Chunks can be split in the middle of an SSE line, so we need to buffer them and process line by line.

Auto-translation with Debounce

Instead of a translate button, we trigger translation automatically on text input or language change. We add a 300ms debounce to prevent requests from firing on every keystroke.

To cancel the previous translation while typing, we use AbortController. When new input arrives, abort() cancels the previous fetch and starts a new translation. Since we need to pass a cancellation signal to fetch, the SSE reading is written inline.

const inputText = document.getElementById("input-text");
const outputText = document.getElementById("output-text");
const targetLang = document.getElementById("target-lang");

let debounceTimer = null;
let abortController = null;

async function translate() {
  const text = inputText.value.trim();
  if (!text) {
    outputText.textContent = "";
    return;
  }

  // Cancel any in-progress translation
  if (abortController) abortController.abort();
  abortController = new AbortController();
  const { signal } = abortController;

  outputText.textContent = "";
  document.body.classList.add("busy");

  try {
    const res = await fetch("/translate/stream", {
      method: "POST",
      headers: { "Content-Type": "application/json" },
      body: JSON.stringify({ text, target_lang: targetLang.value }),
      signal,
    });

    if (!res.ok) {
      const err = await res.json();
      throw new Error(err.error || `HTTP ${res.status}`);
    }

    const reader = res.body.getReader();
    const decoder = new TextDecoder();
    let buffer = "";

    while (true) {
      const { done, value } = await reader.read();
      if (done) break;

      buffer += decoder.decode(value, { stream: true });
      const lines = buffer.split("\n");
      buffer = lines.pop();

      for (const line of lines) {
        if (line.startsWith("data: ")) {
          const data = line.slice(6);
          if (data === "[DONE]") return;
          const parsed = JSON.parse(data);
          if (parsed && parsed.error) {
            outputText.textContent = "Error: " + parsed.error;
            return;
          }
          outputText.textContent += parsed;
        }
      }
    }
  } catch (e) {
    if (e.name === "AbortError") return; // Cancelled by new input
    outputText.textContent = "Error: " + e.message;
  } finally {
    document.body.classList.remove("busy");
  }
}

function scheduleTranslation() {
  clearTimeout(debounceTimer);
  debounceTimer = setTimeout(translate, 300);
}

inputText.addEventListener("input", scheduleTranslation);
targetLang.addEventListener("change", scheduleTranslation);

We use fetch directly because we need to pass the AbortController's signal. Since the server can return errors as JSON objects (from the try/catch we added in Chapter 3), we also check for parsed.error.

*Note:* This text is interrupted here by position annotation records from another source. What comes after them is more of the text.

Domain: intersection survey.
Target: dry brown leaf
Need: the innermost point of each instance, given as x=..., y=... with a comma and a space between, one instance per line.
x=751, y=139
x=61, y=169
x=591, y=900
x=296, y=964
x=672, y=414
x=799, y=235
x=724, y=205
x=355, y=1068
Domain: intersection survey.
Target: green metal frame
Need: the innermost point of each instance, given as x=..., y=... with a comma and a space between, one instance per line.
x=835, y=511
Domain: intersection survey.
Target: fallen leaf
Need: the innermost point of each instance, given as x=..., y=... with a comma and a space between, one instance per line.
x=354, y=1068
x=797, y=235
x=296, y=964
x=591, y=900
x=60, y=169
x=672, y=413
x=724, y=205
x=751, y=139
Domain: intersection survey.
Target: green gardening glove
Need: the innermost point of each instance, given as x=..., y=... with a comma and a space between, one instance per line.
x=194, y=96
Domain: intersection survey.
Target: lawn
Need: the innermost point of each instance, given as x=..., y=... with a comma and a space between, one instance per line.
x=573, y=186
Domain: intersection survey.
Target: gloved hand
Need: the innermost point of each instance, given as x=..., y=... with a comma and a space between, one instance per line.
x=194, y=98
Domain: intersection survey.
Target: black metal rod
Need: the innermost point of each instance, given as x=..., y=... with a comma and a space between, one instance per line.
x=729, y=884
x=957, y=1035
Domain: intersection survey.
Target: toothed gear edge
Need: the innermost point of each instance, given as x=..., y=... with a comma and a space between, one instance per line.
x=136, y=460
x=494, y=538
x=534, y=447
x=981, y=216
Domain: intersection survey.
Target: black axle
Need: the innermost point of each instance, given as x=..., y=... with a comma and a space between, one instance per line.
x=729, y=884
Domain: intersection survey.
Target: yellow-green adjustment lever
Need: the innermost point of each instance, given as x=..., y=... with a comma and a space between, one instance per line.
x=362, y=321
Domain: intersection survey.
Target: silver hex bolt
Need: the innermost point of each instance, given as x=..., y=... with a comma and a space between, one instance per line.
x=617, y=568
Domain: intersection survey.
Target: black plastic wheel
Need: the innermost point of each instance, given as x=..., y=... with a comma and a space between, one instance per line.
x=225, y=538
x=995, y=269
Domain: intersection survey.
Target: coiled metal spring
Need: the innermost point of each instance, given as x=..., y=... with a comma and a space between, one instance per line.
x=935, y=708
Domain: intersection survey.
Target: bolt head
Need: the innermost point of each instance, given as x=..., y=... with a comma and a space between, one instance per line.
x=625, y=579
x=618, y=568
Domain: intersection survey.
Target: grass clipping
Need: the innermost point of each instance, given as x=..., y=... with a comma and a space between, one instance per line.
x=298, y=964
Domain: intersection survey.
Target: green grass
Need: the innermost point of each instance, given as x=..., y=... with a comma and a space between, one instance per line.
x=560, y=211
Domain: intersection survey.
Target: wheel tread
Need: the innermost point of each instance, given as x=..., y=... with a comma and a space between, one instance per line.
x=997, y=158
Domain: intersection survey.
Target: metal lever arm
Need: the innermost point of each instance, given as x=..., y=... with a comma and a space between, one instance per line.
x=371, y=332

Reload the browser and try typing some text. After 300ms, tokens should appear one by one. If you change the input, the previous translation is cancelled and a new one begins.

5.5 Connecting Model Selection

Loading the Model List

When the page loads, we call GET /models to initialize the dropdown.

const modelSelect = document.getElementById("model-select");

// Fetch model list from `GET /models` and build the dropdown
async function loadModels() {
  const res = await fetch("/models");
  const { models } = await res.json();

  modelSelect.innerHTML = ""; // Clear existing options
  for (const m of models) {
    const opt = document.createElement("option");
    opt.value = m.name;
    // Mark undownloaded models with a ⬇ icon to distinguish them
    opt.textContent = m.downloaded
      ? `${m.name} (${m.params})`
      : `${m.name} (${m.params}) ⬇`;
    opt.selected = m.selected; // Select the current model using the `selected` flag from the server
    modelSelect.appendChild(opt);
  }
}

loadModels(); // Run on page load

Undownloaded models are marked with a icon to distinguish them.

Switching Models

Changing the dropdown calls POST /models/select. If a download is needed, a <dialog> with a progress bar appears. The cancel button can abort the download.

As with translation, we use AbortController. Clicking the cancel button calls abort() to disconnect. The server detects the disconnection and aborts the download (thanks to download_model returning sink.os.good() from Chapter 4).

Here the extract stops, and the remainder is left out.